In an exemplary embodiment, the device 30, as shown in FIG. 2, may include, but is not limited to, a display 32, a communication interface 34, an input interface 36, a memory 38, a processor 40, the database selector 42, and the language processing module 44. The display 32 presents information to a user. The display 32 may be, but is not limited to, a thin film transistor (TFT) display, a light emitting diode (LED) display, a Liquid Crystal Display (LCD), a Cathode Ray Tube (CRT) display, etc.
The communication interface 34 provides an interface for receiving and transmitting calls, messages, and any other information communicable between devices. The communication interface 34 may use various transmission technologies including, but not limited to, CDMA, GSM, UMTS, TDMA, TCP/IP, GPRS, Bluetooth, IEEE 802.11, etc. to transfer content to and from the device.

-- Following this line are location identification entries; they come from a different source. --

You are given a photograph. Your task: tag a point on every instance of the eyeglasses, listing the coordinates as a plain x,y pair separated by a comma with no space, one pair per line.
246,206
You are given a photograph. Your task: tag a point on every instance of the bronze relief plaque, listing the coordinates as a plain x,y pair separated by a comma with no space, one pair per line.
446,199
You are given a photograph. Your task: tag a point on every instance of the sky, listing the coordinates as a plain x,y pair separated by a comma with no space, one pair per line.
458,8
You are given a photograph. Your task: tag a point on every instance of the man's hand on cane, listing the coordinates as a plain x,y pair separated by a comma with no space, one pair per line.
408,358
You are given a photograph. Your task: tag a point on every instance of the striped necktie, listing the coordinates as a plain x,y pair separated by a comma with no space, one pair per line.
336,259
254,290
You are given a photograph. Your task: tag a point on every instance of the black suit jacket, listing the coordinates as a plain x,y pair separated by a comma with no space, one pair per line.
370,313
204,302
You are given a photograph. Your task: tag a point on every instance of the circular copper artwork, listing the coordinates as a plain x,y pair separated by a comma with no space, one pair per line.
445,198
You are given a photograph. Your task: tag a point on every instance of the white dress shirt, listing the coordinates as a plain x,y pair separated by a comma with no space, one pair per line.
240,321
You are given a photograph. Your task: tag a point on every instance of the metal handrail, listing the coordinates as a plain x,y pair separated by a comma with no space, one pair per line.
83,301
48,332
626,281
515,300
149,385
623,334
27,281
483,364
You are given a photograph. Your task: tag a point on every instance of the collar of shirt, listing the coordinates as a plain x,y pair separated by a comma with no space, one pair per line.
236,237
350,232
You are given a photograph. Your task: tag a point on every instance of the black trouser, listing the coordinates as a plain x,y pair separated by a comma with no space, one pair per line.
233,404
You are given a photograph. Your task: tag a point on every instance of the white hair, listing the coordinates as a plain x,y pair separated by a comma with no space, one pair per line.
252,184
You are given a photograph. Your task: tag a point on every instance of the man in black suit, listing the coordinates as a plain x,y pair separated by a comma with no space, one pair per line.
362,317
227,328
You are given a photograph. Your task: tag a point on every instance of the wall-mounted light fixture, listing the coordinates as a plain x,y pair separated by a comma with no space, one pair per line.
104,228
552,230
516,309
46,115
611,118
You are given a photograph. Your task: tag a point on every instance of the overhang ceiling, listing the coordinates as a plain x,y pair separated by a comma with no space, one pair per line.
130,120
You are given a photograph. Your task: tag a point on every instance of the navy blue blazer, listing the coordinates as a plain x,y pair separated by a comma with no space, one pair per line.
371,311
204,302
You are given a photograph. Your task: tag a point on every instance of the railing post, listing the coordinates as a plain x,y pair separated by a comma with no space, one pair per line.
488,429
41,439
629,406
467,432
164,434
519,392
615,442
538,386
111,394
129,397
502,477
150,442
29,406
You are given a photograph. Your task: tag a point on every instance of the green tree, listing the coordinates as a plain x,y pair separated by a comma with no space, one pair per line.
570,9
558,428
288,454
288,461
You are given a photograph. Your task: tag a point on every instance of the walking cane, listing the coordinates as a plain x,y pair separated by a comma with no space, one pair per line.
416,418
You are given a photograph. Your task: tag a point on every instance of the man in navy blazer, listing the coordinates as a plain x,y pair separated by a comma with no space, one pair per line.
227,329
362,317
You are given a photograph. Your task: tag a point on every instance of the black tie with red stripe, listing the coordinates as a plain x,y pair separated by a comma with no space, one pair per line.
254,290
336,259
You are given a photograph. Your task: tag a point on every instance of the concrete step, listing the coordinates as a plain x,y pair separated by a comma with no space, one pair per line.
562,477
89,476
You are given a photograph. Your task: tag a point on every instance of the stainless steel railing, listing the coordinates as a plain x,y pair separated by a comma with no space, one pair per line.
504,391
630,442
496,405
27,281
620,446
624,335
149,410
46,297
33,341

The input interface 36 provides an interface for receiving information from the user for entry into the device 30. The input interface 36 may use various input technologies including, but not limited to, a keyboard, a pen and touch screen, a mouse, a track ball, a touch screen, a keypad, one or more buttons, speech, etc. to allow the user to enter information into the device 30 or to make selections. The input interface 36 may provide both an input and output interface. For example, a touch screen both allows user input and presents output to the user.
The memory 38 may be the electronic holding place for the operating system, the database selector 42, and the language processing module 44, and/or other applications and data including the corpus 46 and/or the database 48 so that the information can be reached quickly by the processor 40. The device 30 may have one or more memory 38 using different memory technologies including, but not limited to, Random Access Memory (RAM), Read Only Memory (ROM), flash memory, etc. The database selector 42, the language processing module 44, the corpus 46, and/or the database 48 may be stored by the same memory 38. Alternatively, the database selector 42, the language processing module 44, the corpus 46, and/or the database 48 may be stored by different memories 38. It should be understood that the database selector 42 may also be stored someplace outside of device 30.

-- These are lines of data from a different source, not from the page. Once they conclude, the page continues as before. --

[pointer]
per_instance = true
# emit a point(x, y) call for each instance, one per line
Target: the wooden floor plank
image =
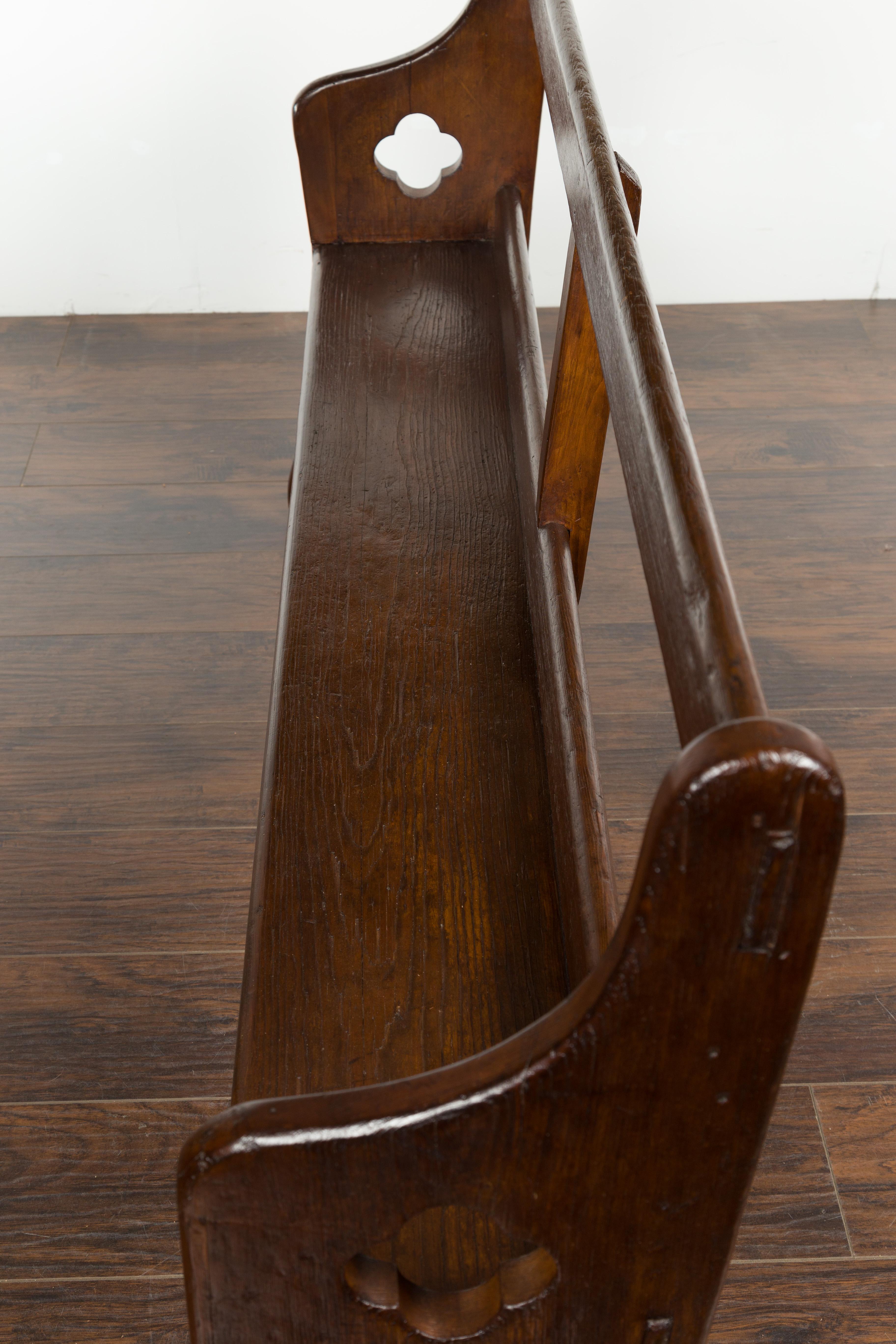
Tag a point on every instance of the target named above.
point(126, 890)
point(117, 1027)
point(143, 519)
point(166, 453)
point(864, 902)
point(862, 906)
point(15, 448)
point(793, 1206)
point(143, 776)
point(128, 679)
point(115, 595)
point(807, 1304)
point(820, 437)
point(860, 1131)
point(637, 749)
point(848, 1026)
point(91, 1187)
point(33, 342)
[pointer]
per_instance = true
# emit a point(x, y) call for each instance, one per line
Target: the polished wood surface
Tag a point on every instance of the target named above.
point(769, 389)
point(493, 109)
point(575, 424)
point(709, 662)
point(405, 874)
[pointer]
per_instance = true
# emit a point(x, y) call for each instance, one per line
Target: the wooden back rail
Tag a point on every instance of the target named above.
point(472, 1093)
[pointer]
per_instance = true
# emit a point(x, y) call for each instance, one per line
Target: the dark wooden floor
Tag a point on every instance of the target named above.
point(143, 467)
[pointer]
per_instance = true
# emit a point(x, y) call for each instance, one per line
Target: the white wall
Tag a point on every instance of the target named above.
point(147, 160)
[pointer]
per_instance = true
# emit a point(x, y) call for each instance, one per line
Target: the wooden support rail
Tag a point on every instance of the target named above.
point(575, 427)
point(709, 663)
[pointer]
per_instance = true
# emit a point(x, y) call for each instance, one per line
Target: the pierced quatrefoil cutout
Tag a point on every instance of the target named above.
point(450, 1272)
point(418, 155)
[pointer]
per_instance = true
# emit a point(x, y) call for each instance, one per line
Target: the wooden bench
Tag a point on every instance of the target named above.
point(475, 1091)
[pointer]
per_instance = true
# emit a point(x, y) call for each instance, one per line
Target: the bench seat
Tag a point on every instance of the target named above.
point(405, 905)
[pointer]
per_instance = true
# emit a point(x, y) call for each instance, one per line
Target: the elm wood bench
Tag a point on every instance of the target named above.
point(476, 1092)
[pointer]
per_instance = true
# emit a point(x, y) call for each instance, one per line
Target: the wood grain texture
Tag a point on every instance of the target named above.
point(493, 108)
point(860, 1131)
point(848, 1029)
point(33, 342)
point(88, 1027)
point(121, 1310)
point(404, 909)
point(112, 595)
point(150, 519)
point(578, 412)
point(637, 749)
point(782, 355)
point(711, 674)
point(807, 1304)
point(166, 453)
point(88, 1187)
point(142, 776)
point(126, 890)
point(15, 448)
point(166, 678)
point(863, 902)
point(539, 1113)
point(586, 883)
point(793, 1210)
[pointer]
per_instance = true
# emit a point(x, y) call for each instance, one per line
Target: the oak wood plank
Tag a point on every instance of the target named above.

The database selector 42 and the language processing module 44 are organized sets of instructions that, when executed, cause the device 30 to behave in a predetermined manner. The instructions may be written using one or more programming languages, assembly languages, scripting languages, etc. The database selector 42 and the language processing module 44 may be written in the same or different computer languages including, but not limited to high level languages, scripting languages, assembly languages, etc.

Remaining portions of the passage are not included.